Monday, 20 June 2022

Empirical risk minimization is not learning : A mathematical definition of learning and re-understanding of overfitting and Occam's razor in machine learning

 Simionescu Function (Wikipedia)

Preamble

The holy grail of machine learning appears to be the empirical risk minimisation. However, on the contrary to general dogma,  the primary objective of machine learning is not risk minimisation per se but mimicking human or animal learning. Empirical risk minimisation is just a snap-shot in this direction and is part of a learning measure, not the primary objective.

Unfortunately, all current major machine learning libraries are implementing empirical risk minimisation as primary objective, so called a training, manifest as usually .fit. Here we provide a mathematical definition of learning in the language of empirical risk minimisation and its implications on two very important concepts, overfitting and Occam's razor.

Our exposition is still informal but it should be readable for experienced practitioners.

Definition: Empirical Risk Minimization

Given set of $k$ observation $\mathscr{O} = \{o_{1}, ..., o_{k} \}$ where $o_{i} \in \mathbb{R}^{n}$, $n$-dimensional vectors.  Corresponding labels or binary classes, the set $\mathscr{S} = \{ s_{1}, .., s_{k}\}$, with $s_{i} \in \{0,1\}$ is defined. A function $g$  maps observations to classes $g: \mathscr{O} \to \mathscr{S}$.  An error function (or loss) $E$ measures the error made by the estimated map function $\hat{g}$ compare to true map function $g$,  $E=E(\hat{g}, g)$.  The entire idea of supervised machine learning boils down to minimising a functional called ER (Empirical Risk), here we denoted by $G$, it is a functional, meaning is a function of function, over the domain $\mathscr{D} = Tr(\mathscr{O} x \mathscr{S})$ in discrete form, $$G[E] = \frac{1}{k} {\Large \Sigma}_{\mathscr{D} } E(\hat{g}, g)$$.  This is so called a training a machine learning model, or an estimation for  $\hat{g}$. However, testing this estimate on the new data is not the main purpose of the learning.

Definition: Learning measure

A learning measures $M$, on $\hat{g}$ is defined over set of $l$ observations with increasing size, $\Theta = \{ \mathscr{O}_{1}, ..., \mathscr{O}_{l}\}$ whereby size of each set is monotonically higher, meaning that $| \mathscr{O}_{1}| < | \mathscr{O}_{2}| , ...,< | \mathscr{O}_{l}|$.

Definition: Empirical Risk Minimization with a learning measure (ERL)

Now, we are in a position to reformulate ER with learning measure, we call this ERL. This come with a testing procedure.

If empirical risks $E_{j}$ lowers monotonically, $E_{1} > E_{2} > ... > E_{l}$, then we said the functional form of $\hat{g}$ is a learning over the set  $\Theta$.

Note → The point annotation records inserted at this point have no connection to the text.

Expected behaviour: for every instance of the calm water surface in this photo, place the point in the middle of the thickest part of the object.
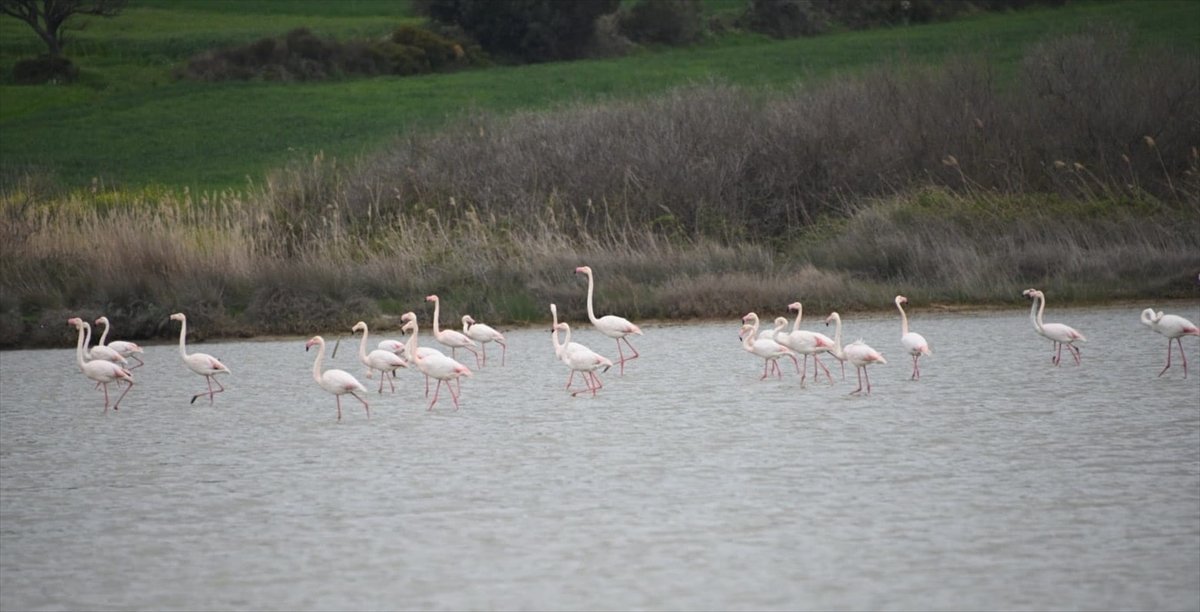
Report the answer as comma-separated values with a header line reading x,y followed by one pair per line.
x,y
996,481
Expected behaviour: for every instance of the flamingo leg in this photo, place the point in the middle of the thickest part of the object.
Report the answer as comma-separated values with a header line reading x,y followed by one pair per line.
x,y
123,394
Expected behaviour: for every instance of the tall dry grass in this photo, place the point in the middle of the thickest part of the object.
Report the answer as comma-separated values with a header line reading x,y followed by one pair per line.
x,y
1080,175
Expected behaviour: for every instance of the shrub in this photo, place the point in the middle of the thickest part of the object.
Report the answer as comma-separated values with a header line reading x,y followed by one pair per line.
x,y
45,69
666,22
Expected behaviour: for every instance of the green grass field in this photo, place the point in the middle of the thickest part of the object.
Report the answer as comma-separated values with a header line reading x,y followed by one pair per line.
x,y
127,123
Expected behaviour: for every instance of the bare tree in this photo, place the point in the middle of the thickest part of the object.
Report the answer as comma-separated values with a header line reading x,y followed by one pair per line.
x,y
48,17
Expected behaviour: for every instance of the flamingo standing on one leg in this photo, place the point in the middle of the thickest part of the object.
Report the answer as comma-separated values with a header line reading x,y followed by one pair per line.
x,y
337,382
805,343
580,359
199,363
435,365
449,337
126,349
611,325
385,361
857,353
1061,335
484,334
99,370
766,348
1174,328
915,343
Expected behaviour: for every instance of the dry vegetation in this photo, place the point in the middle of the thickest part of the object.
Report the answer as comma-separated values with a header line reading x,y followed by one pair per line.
x,y
1079,175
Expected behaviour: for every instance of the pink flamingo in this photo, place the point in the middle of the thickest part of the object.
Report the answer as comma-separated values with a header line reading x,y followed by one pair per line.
x,y
449,337
1174,328
337,382
484,334
99,370
805,343
915,343
1056,333
580,359
385,361
199,363
435,365
611,325
768,349
857,353
126,349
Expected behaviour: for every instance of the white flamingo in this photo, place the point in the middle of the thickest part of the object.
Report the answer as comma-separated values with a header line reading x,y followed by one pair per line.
x,y
580,359
484,334
805,343
337,382
766,348
449,337
436,366
857,353
1061,335
126,349
385,361
1174,328
611,325
100,352
99,370
913,343
201,363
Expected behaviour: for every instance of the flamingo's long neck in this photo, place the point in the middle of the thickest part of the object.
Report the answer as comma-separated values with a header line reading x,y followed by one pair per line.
x,y
592,313
316,364
183,339
363,346
79,348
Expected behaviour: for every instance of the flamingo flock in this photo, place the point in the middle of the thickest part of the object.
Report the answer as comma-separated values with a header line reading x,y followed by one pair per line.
x,y
108,363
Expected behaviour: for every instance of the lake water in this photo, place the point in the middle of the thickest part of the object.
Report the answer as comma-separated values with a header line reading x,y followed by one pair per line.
x,y
995,481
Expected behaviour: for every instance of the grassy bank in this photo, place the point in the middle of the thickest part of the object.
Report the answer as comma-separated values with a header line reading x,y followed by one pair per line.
x,y
130,125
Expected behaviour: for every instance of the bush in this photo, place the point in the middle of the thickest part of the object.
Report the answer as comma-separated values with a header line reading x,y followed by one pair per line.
x,y
666,22
45,69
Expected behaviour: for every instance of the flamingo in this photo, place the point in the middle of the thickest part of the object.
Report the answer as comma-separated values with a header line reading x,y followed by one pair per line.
x,y
435,365
484,334
611,325
580,359
201,363
383,360
857,353
449,337
337,382
768,349
1174,328
805,343
99,352
915,343
126,349
1056,333
99,370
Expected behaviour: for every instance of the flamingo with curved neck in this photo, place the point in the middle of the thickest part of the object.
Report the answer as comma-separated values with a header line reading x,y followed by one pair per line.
x,y
201,363
99,370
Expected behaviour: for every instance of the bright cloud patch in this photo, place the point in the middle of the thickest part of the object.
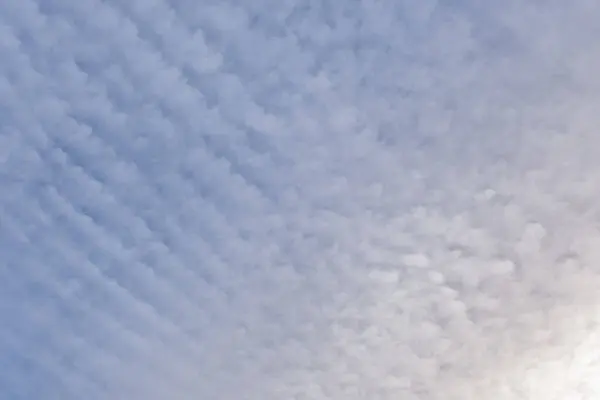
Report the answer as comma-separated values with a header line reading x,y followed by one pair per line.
x,y
299,200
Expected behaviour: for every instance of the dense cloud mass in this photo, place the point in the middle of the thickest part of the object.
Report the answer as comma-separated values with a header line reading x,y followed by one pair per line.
x,y
307,199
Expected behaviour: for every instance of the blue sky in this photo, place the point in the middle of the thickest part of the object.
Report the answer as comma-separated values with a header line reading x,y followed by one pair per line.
x,y
299,199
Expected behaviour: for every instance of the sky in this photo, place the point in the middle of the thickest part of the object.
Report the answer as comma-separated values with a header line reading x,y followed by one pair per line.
x,y
308,199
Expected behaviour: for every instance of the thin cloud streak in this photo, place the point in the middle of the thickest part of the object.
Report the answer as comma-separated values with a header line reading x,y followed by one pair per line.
x,y
298,200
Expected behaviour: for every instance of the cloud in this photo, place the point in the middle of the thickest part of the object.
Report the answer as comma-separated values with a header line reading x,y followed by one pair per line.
x,y
303,200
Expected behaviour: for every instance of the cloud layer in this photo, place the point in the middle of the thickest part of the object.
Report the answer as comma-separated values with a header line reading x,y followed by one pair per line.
x,y
299,199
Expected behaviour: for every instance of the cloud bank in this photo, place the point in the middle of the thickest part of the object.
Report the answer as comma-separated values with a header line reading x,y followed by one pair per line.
x,y
299,199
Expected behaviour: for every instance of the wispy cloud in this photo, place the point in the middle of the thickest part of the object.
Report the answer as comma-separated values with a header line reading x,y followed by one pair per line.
x,y
298,199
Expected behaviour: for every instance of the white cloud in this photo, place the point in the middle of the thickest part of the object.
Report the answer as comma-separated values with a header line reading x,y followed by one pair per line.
x,y
303,200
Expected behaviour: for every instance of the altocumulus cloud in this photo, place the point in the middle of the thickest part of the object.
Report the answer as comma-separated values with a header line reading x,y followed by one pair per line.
x,y
279,199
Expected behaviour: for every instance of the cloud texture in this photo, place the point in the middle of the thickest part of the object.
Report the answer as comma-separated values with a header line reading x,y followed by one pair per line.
x,y
278,199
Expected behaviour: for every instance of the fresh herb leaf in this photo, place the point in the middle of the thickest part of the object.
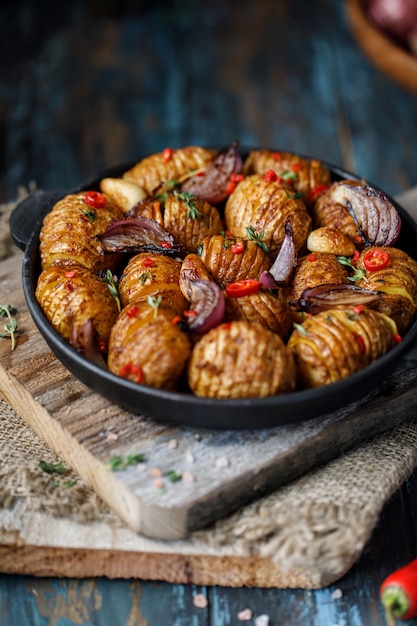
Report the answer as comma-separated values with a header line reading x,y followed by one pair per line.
x,y
112,283
53,468
10,328
118,463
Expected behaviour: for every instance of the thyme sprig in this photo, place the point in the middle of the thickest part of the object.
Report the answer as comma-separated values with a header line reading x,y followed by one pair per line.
x,y
257,238
112,282
10,327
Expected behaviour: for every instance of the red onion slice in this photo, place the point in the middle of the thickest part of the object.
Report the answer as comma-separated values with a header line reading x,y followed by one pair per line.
x,y
324,297
84,340
214,185
133,233
376,217
286,261
208,304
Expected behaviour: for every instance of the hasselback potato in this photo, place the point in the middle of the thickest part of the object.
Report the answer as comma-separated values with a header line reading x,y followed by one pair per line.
x,y
152,274
147,347
240,360
336,343
307,176
392,272
263,205
70,295
69,232
170,164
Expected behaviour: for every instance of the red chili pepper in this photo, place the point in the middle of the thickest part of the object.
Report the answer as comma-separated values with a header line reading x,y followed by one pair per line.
x,y
270,176
167,155
95,199
245,287
399,592
237,247
316,191
376,259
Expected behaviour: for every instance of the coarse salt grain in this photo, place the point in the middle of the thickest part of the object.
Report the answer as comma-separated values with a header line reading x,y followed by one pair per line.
x,y
200,601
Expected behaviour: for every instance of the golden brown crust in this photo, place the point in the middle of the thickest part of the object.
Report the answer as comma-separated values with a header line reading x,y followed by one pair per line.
x,y
225,265
71,295
265,206
189,221
240,360
337,343
306,174
270,310
398,284
157,168
152,275
69,234
147,347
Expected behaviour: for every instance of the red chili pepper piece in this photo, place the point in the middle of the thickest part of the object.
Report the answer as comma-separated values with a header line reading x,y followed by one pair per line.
x,y
95,199
237,247
167,155
316,191
376,260
270,176
245,287
399,592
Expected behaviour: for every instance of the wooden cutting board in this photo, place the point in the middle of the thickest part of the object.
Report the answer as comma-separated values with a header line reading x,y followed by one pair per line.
x,y
218,470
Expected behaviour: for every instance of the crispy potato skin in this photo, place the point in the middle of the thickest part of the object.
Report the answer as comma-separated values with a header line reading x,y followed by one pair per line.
x,y
69,231
338,343
240,360
308,173
147,339
318,268
154,275
188,225
155,169
225,266
265,205
264,308
398,284
73,294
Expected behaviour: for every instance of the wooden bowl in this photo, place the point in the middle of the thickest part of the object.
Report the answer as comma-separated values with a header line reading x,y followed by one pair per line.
x,y
388,56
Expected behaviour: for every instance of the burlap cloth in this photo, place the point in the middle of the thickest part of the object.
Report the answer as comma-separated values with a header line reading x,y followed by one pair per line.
x,y
319,523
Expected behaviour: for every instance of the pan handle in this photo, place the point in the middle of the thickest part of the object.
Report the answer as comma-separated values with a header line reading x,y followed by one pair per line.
x,y
28,214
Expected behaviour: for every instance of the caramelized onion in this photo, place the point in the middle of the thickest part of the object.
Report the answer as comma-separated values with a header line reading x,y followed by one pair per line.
x,y
207,305
133,234
324,297
286,261
213,186
84,340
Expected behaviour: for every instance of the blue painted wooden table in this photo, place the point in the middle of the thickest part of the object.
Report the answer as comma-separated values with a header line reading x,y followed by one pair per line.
x,y
92,84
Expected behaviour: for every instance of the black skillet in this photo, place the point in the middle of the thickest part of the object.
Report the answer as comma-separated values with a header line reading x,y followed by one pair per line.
x,y
182,407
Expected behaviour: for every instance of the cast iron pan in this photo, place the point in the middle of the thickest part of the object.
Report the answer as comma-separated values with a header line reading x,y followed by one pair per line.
x,y
182,407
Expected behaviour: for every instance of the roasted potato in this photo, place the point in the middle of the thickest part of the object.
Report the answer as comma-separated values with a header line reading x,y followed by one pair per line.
x,y
306,175
152,275
394,273
240,360
268,309
167,165
336,343
69,233
263,206
229,258
147,347
71,294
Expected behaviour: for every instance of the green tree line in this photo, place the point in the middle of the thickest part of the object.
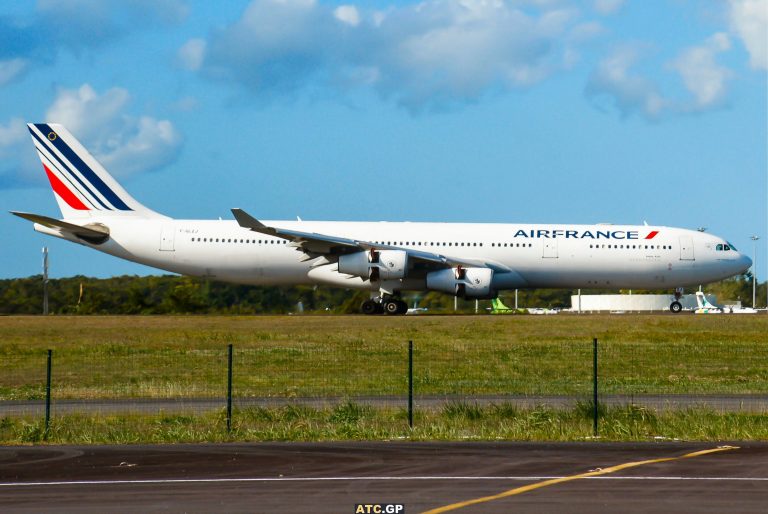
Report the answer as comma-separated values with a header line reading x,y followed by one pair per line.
x,y
169,294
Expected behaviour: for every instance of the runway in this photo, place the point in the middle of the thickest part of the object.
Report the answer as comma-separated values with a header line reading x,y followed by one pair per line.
x,y
437,477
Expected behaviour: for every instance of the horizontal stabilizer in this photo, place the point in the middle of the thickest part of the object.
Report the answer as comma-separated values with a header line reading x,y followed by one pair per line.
x,y
93,233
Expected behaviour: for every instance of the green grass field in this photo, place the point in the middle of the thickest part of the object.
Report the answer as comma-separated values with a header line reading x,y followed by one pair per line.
x,y
298,356
349,356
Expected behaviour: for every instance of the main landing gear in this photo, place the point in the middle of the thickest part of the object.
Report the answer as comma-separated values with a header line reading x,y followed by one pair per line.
x,y
676,307
390,306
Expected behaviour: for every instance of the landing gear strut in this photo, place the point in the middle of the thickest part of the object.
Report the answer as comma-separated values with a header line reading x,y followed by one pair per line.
x,y
675,307
370,307
390,306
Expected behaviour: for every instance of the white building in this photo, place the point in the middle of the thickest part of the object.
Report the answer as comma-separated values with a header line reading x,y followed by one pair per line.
x,y
632,302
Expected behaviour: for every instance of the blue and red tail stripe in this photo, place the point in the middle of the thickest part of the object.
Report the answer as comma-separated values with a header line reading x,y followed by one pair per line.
x,y
52,141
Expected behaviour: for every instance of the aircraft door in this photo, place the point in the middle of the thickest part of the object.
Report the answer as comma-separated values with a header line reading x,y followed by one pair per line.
x,y
550,249
167,238
686,249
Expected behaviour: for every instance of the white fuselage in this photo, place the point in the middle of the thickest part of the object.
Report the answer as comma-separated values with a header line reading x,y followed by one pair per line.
x,y
539,256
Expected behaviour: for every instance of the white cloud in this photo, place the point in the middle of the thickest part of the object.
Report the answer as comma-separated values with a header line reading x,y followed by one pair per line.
x,y
347,14
422,54
11,69
702,76
87,114
613,80
125,143
191,54
606,7
749,19
144,144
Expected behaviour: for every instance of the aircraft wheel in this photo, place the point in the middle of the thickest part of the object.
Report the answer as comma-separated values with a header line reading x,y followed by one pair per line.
x,y
392,307
370,307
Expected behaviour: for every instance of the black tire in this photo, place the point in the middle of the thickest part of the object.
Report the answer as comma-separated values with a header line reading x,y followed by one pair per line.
x,y
391,308
370,307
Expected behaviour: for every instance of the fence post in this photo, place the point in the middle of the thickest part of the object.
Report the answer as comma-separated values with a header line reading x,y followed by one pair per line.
x,y
229,388
594,385
410,384
48,395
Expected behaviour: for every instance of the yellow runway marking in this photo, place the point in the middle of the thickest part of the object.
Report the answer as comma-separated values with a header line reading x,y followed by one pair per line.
x,y
547,483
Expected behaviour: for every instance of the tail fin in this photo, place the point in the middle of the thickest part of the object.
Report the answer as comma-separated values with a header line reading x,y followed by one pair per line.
x,y
82,187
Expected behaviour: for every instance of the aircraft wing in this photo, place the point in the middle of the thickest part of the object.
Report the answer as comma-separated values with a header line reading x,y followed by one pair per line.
x,y
315,245
93,233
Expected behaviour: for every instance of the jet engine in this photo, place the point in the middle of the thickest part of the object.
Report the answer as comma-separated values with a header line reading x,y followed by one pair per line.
x,y
375,265
462,282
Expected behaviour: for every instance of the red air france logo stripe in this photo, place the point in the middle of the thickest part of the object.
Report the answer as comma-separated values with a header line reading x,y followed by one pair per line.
x,y
62,190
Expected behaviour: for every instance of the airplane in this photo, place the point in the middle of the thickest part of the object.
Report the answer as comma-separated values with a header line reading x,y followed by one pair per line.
x,y
469,260
704,306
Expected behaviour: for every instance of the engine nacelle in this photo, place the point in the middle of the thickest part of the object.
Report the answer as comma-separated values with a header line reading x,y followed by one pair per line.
x,y
375,265
462,282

Functional form of $\hat{g}$ : Inductive bias

The functional form implies a model selection, and a technical term of this also known as inductive bias with other assumptions, meaning the selection of complexity of the model, for example a linear regression or nonlinear regression.

Re-understanding of overfitting and Occam's razor from ERL perspective

If we have two different ERLs on $\hat{g}^{1}$ and $\hat{g}^{2}$. Then overfitting is a comparison problem between monotonically increasing empirical risks. If model, here an inductive bias or a functional form, over learning measure, we select the one with "higher monotonicity" and the less complex one and call the other overfitted model. Complexity here boils down to functional complexity of $\hat{g}^{1}$ and  $\hat{g}^{2}$  and overfitting can only be tested with two models over monotonicity (increasing) of ERLs.

Conclusions

In the age of deep learning systems, the classical learning theory needs an update on how do we define what is learning beyond a single shot fitting exercise. A first step in this direction would be to improve upon basic definitions of Empirical Risk (ER) minimisation that would reflect real-life learning systems similar to forgetting mechanism proposed by Ebbinghaus. This is consistent with Tom Mitchell's definition of operational machine learning. A next level would be to add causality in the definition.

Postscript: Understanding overfitting as comparison of inductive biases

ERM could be confusing for even experienced researchers. It is indeed about risk measure. We measure the risk of a model, i.e., machine learning procedure that how much error would it make on the  given new data distribution, as in risk of investing. This is quite a similar notion as in financial risk of loss but not explicitly stated.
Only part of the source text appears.